Why is Nvidia so valuable?

Yeah personally I still find the AI technology very impressive but ultimately it has to deliver return on investment on a large scale to a lot of companies to justify AI companies investing perhaps hundreds of billions of dollars which in turn is what is generating the incredible rise of nVidia’s revenue, profits and stock price. And it’s really not clear that companies are finding that much return from their AI spending as yet.

In the medium term nVidia also faces a significant threat of their biggest customers like Google and Amazon backward integrating into designing their own AI chips something they are already doing to some extent and also the threat of Chinese chip manufacturers over the next 5-10 years.

And none of these threats have to be fatal. The markets are pricing a lot of growth in NVidia’s stock and it would only take a moderate slowdown in growth to cause a big correction in the price.

All fair points.

In their defense, Nvidia isn’t really strictly an “AI company”. They don’t just sell AI chips, but “big parallel number crunching chips” that can be used for everything from gaming to crypto to, yes, AI. Their next horizon project is robotics: NVIDIA Jetson Thor Unlocks Real-Time Reasoning for General Robotics and Physical AI | NVIDIA Blog

In their in-house R&D, they use GPUs to create virtual worlds and scenarios (warehouses, etc.) to run millions of ML iterations to pre-train robots in those virtual worlds to learn their physics, maneuvering, etc., all in software, to give the physical robots an edge before they’re even “born”. That’s just stuff they’ve publicly announced. And the consumer product they announced can help run on-device ML vision etc. models.

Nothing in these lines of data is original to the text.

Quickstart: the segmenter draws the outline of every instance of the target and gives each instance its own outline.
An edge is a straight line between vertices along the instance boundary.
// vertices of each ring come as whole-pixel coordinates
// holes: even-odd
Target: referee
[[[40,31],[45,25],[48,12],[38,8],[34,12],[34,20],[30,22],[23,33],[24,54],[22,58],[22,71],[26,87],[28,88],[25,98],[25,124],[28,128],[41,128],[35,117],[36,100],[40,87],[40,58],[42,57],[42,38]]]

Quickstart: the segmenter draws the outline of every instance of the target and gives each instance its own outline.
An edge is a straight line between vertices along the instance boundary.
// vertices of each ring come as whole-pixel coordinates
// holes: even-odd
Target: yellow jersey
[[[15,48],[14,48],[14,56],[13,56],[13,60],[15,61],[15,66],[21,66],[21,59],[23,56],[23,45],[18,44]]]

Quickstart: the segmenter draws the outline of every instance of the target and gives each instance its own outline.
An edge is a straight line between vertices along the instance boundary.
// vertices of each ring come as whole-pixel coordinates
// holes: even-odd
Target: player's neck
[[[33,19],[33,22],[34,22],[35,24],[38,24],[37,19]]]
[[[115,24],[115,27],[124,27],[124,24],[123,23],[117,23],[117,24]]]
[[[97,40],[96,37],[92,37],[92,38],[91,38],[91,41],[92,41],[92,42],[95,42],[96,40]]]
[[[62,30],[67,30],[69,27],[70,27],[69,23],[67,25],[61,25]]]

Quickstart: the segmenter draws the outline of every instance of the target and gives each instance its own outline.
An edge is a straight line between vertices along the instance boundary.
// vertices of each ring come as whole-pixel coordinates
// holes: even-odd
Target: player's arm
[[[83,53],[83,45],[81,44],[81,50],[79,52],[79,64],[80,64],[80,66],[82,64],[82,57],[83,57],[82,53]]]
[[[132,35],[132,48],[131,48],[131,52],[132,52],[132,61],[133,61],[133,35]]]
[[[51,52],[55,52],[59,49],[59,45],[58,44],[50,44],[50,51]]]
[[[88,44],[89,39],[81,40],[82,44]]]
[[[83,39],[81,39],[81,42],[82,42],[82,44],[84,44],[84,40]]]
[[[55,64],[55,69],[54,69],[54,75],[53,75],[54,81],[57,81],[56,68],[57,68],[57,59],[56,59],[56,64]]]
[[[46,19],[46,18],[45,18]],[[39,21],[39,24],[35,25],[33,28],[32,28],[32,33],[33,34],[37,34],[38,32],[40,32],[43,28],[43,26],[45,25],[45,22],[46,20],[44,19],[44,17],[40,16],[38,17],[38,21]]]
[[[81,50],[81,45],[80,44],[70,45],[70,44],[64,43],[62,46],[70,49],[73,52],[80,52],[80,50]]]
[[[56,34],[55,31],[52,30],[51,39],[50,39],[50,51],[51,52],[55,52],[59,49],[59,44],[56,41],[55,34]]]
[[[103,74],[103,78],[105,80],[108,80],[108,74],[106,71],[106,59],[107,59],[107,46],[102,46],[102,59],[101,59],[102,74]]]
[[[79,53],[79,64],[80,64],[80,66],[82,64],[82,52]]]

I don’t own any Nvidia stock, so I’m not trying to hype them up or anything… they’ve just been around for quite a while and have successfully out-competed many peers in several fields, not just AI. That takes more than fast chips and good timing. Not many folks expected Intel (or IBM, for that matter, who’s now trying to make a comeback) to become irrelevant and Nvidia to become so dominant… it’s a ruthless industry, and Nvidia had to take many big risks along the way.

None of that disproves that their stock is immensely over-valued right now because of the crazy bubble. It’s just that I hope Nvidia the company survives even after an AI crash or two… if only because GeForce Now is so life-changing.

Their sales, revenue, and profits have increased more than 50% in just the last few months alone: https://www.nytimes.com/2025/08/27/technology/nvidia-earnings-ai-chips.html

But their stock has decreased 2%.

I haven’t read the entire thread so perhaps I am being redundant, but the reason is simple. The market believes that Nvidia has a lot of rich customers (AI companies) who will pay high prices for the products. So they expect Nvidia to charge a premium and make lots of money. Since the barriers to entry in this business are so high, the market thinks the high prices will continue for a while. Hence, high stock prices.

But what about the carpet-pissers?

Stranger

I think the market reaction to the latest quarterly statement shows how insanely high the expectations for Nvidia are. 50+% growth for a company that large is sensational and yet the initial market reaction was negative.

What’s even more interesting is the apparent concentration of their customers. While it’s just one quarter, this article highlights this. It also comments on some lack of transparency in their financial reporting.

Customer A” made up 23% of total revenue, and “Customer B” comprised 16% of total revenue, according to the company’s second-quarter filing with the Securities and Exchange Commission.

Wow, that must be one hell of a gaming PC they’re building.

Or maybe the farmers are using them to laser weedwhack…

The first step in AI is to match the number crunching capability of the human brain. The Intel X86 CPU architecture has been the basis for PC’s since the 1980’s. It has been tweaked and enhanced for the last 50 years or so. It has so much baggage after all that time that it is just not up to the task of brain emulation. NVDA has a CPU that can do it.

The next step in AI is to raise a newborn baby that is different from everybody else in a society that does not really like it. Once it becomes a responsible adult, you have artificial intelligence.

The outlandish power requirements we see these days show that the number crunching capability is just barely there.